Either she was truly flustered and couldn’t come up with a rental figure or she was feeling him out, seeing how much he’d be willing to part with. In a perfect world, she would have blurted out something in the range of fair market value and it would be done. He’d have to drop the hammer.
“How about fifteen thousand a month? That’s around what we’ve paid for summer vacations on the Vineyard and this house seems similar.”
Mary’s face went flush and she almost dropped her pen.

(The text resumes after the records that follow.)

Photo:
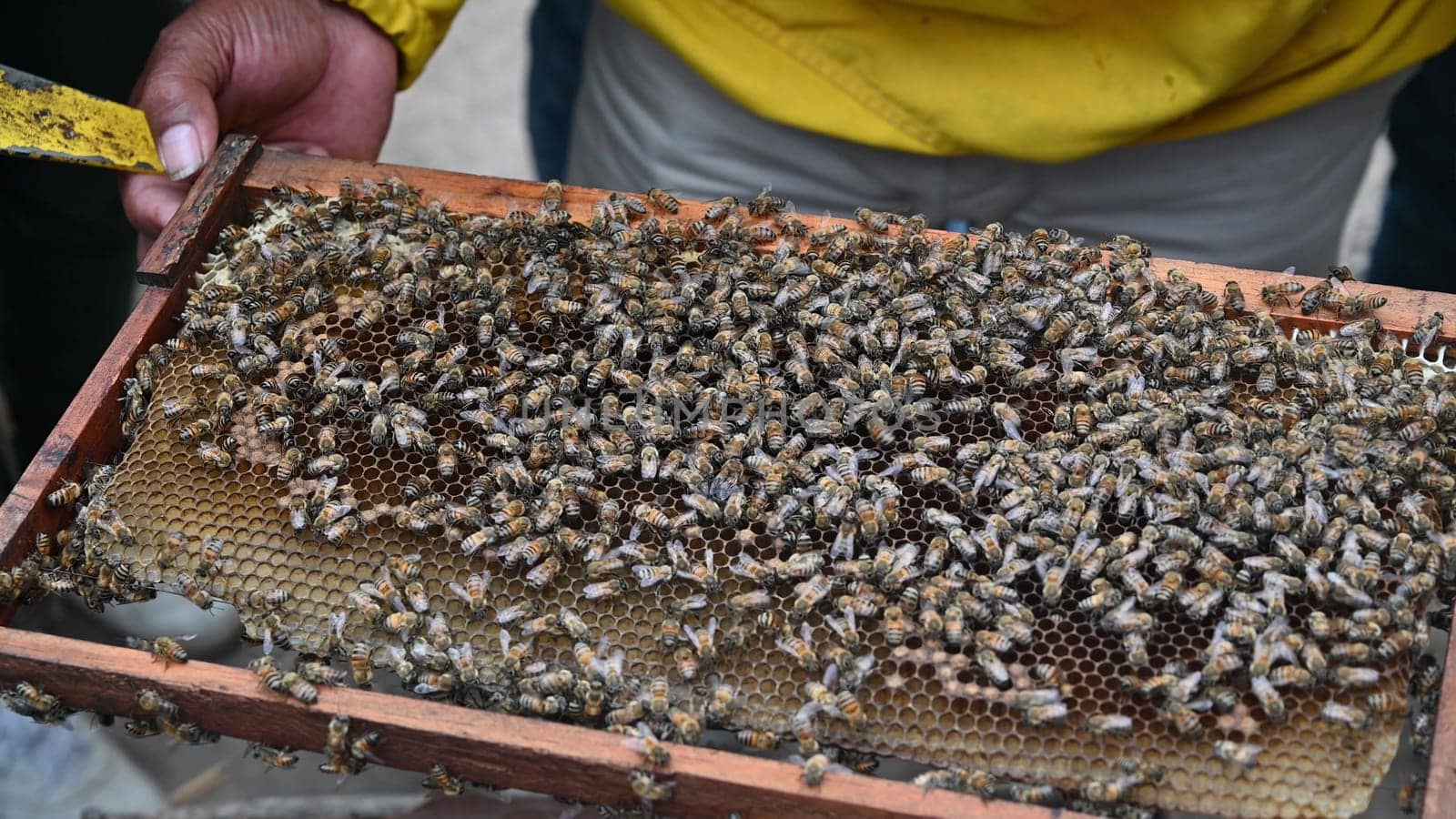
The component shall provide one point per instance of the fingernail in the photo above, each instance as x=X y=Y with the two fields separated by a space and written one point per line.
x=181 y=150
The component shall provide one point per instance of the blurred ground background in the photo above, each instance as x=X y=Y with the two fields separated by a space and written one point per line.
x=466 y=113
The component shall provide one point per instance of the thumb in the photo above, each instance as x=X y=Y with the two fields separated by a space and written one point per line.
x=177 y=92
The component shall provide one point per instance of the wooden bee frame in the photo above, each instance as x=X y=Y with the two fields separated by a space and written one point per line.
x=487 y=748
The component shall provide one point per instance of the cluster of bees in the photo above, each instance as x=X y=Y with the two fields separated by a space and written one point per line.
x=1191 y=462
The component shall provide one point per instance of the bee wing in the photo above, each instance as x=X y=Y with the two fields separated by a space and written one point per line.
x=645 y=574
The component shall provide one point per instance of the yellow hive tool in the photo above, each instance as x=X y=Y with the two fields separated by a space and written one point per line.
x=50 y=121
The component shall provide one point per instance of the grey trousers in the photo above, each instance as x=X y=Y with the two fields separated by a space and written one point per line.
x=1267 y=196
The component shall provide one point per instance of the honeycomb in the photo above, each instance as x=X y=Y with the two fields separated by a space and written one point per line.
x=925 y=697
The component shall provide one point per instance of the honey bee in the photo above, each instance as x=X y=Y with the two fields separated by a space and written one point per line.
x=153 y=703
x=167 y=649
x=273 y=756
x=648 y=789
x=1280 y=292
x=69 y=493
x=268 y=673
x=800 y=647
x=604 y=589
x=647 y=743
x=662 y=200
x=193 y=592
x=1347 y=716
x=757 y=739
x=655 y=698
x=440 y=780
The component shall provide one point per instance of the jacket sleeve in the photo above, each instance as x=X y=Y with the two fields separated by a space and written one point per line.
x=417 y=26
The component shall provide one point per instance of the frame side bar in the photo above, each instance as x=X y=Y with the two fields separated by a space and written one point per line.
x=207 y=206
x=87 y=431
x=487 y=748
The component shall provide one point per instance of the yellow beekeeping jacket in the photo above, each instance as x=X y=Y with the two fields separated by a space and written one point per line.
x=1045 y=80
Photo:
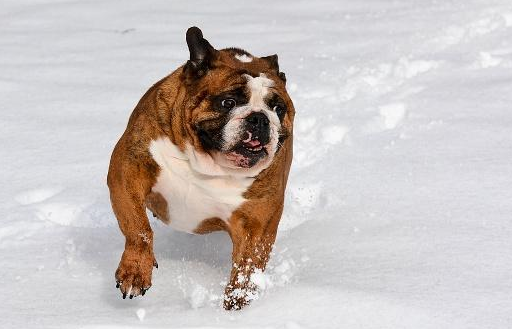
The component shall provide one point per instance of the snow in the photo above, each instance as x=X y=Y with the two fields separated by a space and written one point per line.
x=399 y=201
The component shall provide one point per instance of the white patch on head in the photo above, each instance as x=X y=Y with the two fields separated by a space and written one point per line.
x=233 y=130
x=243 y=58
x=194 y=186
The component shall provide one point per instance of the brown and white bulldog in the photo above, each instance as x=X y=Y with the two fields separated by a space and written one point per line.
x=207 y=148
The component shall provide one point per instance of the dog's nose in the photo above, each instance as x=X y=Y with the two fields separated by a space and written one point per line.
x=259 y=126
x=258 y=120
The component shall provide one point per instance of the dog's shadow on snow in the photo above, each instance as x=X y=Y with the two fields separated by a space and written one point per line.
x=101 y=248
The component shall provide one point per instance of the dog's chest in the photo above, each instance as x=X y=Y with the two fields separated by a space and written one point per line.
x=192 y=197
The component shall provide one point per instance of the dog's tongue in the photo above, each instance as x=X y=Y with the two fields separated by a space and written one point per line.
x=249 y=141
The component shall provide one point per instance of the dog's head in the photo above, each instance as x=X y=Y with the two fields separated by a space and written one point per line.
x=238 y=112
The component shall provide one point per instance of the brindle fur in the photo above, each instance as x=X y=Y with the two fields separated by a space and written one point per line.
x=175 y=107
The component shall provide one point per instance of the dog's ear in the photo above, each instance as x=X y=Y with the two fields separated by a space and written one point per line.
x=201 y=53
x=272 y=61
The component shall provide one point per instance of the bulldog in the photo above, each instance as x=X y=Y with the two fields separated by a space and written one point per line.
x=207 y=148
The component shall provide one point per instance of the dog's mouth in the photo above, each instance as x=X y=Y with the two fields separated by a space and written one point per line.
x=248 y=151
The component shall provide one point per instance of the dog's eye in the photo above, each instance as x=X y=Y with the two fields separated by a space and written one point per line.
x=279 y=110
x=228 y=103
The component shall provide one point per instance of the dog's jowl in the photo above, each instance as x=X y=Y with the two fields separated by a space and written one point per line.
x=207 y=148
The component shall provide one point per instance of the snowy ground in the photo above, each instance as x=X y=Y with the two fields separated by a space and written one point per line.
x=399 y=207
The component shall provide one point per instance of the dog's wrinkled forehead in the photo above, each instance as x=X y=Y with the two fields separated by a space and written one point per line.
x=258 y=87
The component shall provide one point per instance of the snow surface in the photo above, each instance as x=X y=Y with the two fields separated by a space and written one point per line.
x=399 y=207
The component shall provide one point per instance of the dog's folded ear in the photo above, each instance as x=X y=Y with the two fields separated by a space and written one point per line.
x=272 y=61
x=201 y=53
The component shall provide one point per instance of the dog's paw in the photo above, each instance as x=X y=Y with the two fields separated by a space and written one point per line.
x=133 y=276
x=237 y=298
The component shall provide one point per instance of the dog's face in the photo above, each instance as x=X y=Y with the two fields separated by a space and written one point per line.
x=240 y=112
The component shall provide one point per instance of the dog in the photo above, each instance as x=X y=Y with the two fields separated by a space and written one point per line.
x=207 y=148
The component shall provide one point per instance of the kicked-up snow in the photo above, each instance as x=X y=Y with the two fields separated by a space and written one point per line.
x=399 y=205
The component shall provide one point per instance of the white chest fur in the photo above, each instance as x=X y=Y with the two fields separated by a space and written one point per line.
x=193 y=196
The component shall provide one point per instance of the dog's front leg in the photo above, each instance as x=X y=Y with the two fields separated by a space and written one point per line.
x=252 y=243
x=133 y=276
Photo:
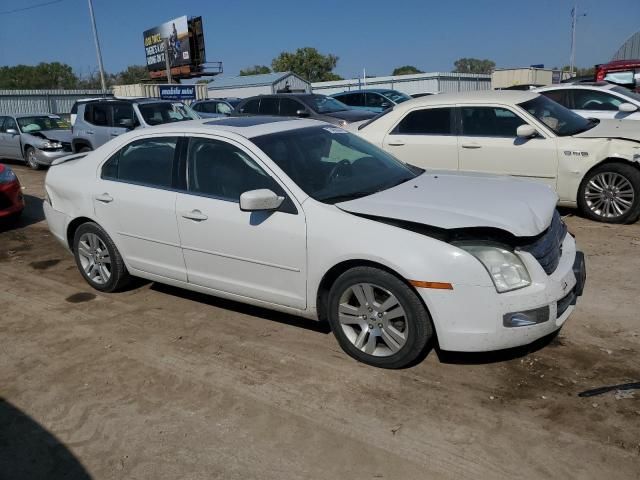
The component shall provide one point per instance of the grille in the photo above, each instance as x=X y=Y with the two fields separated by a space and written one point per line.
x=548 y=248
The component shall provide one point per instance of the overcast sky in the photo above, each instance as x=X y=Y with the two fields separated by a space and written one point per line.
x=371 y=34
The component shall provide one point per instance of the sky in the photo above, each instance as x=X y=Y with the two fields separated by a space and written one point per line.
x=373 y=34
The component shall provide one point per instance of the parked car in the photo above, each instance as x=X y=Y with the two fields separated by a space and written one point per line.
x=212 y=108
x=98 y=121
x=592 y=164
x=596 y=100
x=36 y=139
x=11 y=199
x=303 y=217
x=374 y=99
x=303 y=105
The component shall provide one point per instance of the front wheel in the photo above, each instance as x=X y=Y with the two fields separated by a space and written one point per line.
x=32 y=162
x=378 y=319
x=611 y=193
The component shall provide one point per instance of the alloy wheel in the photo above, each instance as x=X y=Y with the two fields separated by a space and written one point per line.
x=609 y=195
x=373 y=319
x=94 y=258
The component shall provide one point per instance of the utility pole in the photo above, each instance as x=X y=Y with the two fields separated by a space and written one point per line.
x=98 y=52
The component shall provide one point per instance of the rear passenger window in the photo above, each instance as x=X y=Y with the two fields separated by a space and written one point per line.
x=431 y=121
x=251 y=106
x=146 y=162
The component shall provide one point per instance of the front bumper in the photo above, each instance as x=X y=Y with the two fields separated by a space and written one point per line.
x=472 y=318
x=46 y=157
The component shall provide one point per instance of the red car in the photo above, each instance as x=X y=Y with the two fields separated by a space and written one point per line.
x=11 y=199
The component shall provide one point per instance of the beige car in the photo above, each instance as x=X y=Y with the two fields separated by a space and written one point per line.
x=592 y=164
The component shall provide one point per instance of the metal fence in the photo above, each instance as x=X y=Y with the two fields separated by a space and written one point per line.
x=43 y=101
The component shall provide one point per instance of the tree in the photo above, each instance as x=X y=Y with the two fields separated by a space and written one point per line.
x=308 y=63
x=255 y=70
x=406 y=70
x=473 y=65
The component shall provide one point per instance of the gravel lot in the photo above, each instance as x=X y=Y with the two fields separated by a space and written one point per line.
x=161 y=383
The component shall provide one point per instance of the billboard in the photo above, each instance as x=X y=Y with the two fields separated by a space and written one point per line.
x=176 y=32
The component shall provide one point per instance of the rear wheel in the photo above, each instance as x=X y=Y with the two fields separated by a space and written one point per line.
x=30 y=155
x=378 y=319
x=98 y=259
x=611 y=193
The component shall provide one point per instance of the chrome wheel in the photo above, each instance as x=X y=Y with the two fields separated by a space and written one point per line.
x=373 y=319
x=94 y=258
x=609 y=195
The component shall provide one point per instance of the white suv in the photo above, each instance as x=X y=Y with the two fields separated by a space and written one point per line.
x=592 y=164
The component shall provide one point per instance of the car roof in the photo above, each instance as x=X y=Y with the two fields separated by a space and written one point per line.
x=248 y=127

John sat back on the creaky old mattress in his Spartan room. His suitcase was propped against the wall, next to the dresser. A mirror hung over the dresser and there was a chair by the window. He was afraid that the chair would splinter into millions pieces if he even thought of sitting in it. The bedside table had a lamp and rotary phone. None of the drawers in either the table or dresser contained a Bible, not that he was in need of one.
He’d tried to use his cell phone when he first got back to the room but quickly realized he had a better chance of sprouting a second set of arms than finding a cell signal. The adrenaline that had sustained him throughout the entire trip was rapidly wearing off and his head felt heavy, so he took a power nap.
Thirty minutes later, he was up and feeling refreshed. He went down the hall to the communal bathroom to pee and splash some water on his face, then checked his watch and realized he was supposed to meet Judas Graves at the diner. He’d passed it on the way into town and hoped he wasn’t going to have to eat moose burgers. He changed into a new shirt, pulled on his new hiking boots, closed the door without a lock, and headed out to Cheryl’s Diner.
All heads turned when he walked into the diner. Conversation for the most part stopped and he was given the once over by two dozen pairs of eyes. John tried not to let the stares get to him. He silently thanked Judas for his early warning. It was like something out of a movie. Even the cook stopped working the grill to pop his head out and ogle the stranger.
“Can I help you?” A pretty waitress with a bad dye job addressed him from behind the counter. Thankfully, some people had resumed talking, though in hushed tones. A family of four in the booth to his right stared at him like he was a carnival freak. The young boy, no more than five, broke out in a smile and waved at him with his index finger.